# Hansen Test (Full f1–30, i1–15, B=500×D): ProbeSwitch / BERW vs UH-CMA-ES + k-resampling CMA

This evidence package is a **baseline robustness** check:
it compares BERW / ProbeSwitch against classic evaluation-stage uncertainty-reduction baselines
(UH-CMA-ES and fixed-k resampling).

## Setup

- Task: COCO `bbob-noisy`
- Dim: `D=40`
- Budget: `B=500×D`
- Functions: indices `1–30` (i.e., suite functions `101–130`)
- Instances: `1–15` (COCO standard)
- Runner: `tools/run_coco_bbob_noisy_parallel.py` + noise-free extraction
- Algorithms:
  - `CMA-ES`
  - `UH-CMA-ES` (pycma NoiseHandler, Hansen 2009-based; this config uses `maxevals=[1,1,1]`; see `src/berwes/baselines/cmaes_noise.py`)
  - `CMA-ES-Resample(k=2/3/5)` (fixed-k mean resampling per candidate; last generation uses ≤k if budget is tight)
  - `BERW-Hetero`
  - `ProbeSwitch-MR(t=0.12)`

Full outputs:
- `Results/exp_hansen_test_full_v1_d40_f1-30_i1-15_B500/`

Related baseline robustness check:
- `evidence/bbob_noisy_uh_cmaes_maxevals_sweep_d40_f1-30_i1-15/` (tests `UH-CMA-ES(maxevals=10/30)` under fixed budgets).

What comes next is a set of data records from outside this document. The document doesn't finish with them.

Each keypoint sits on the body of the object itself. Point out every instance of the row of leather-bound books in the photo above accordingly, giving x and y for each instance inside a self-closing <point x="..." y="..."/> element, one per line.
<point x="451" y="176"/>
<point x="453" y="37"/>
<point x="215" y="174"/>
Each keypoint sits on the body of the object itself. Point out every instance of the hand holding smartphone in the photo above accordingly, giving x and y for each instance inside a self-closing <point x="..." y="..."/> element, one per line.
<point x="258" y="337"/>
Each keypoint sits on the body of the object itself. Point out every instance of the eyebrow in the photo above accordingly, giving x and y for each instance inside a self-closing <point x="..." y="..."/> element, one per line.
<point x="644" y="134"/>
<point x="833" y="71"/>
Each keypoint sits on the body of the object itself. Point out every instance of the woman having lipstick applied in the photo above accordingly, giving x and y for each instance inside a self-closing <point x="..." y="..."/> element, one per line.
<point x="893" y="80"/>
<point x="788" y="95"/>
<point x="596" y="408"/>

## Noise-free results (COCO `.dat` “best noise-free fitness - Fopt”)

- Summary: `evidence/bbob_noisy_hansen_test_full_d40_f1-30_i1-15_B500/noisefree_summary_metrics.csv`
- Sign-test: `evidence/bbob_noisy_hansen_test_full_d40_f1-30_i1-15_B500/noisefree_pairwise_sign_test.csv`

Key comparisons (exact two-sided sign test, final best noise-free):
- `ProbeSwitch-MR(t=0.12)` vs `UH-CMA-ES`: `wins=314/409` (ties=41), `p=1.90e-28`.
- `ProbeSwitch-MR(t=0.12)` vs `CMA-ES`: `wins=257/404` (ties=46), `p=4.88e-08`.

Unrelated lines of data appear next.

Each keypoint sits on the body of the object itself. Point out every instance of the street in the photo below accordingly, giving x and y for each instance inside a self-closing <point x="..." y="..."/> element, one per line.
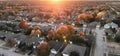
<point x="100" y="44"/>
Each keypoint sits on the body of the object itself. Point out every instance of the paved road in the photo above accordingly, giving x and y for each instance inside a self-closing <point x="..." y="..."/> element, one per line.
<point x="100" y="44"/>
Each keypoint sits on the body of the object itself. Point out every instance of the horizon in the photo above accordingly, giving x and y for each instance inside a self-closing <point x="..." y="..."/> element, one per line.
<point x="60" y="0"/>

## Measured/noisy results (local best-so-far of measured values)

Included for completeness (not COCO’s primary noise-free metric):
- `evidence/bbob_noisy_hansen_test_full_d40_f1-30_i1-15_B500/measured_summary_metrics.csv`
- `evidence/bbob_noisy_hansen_test_full_d40_f1-30_i1-15_B500/measured_pairwise_sign_test.csv`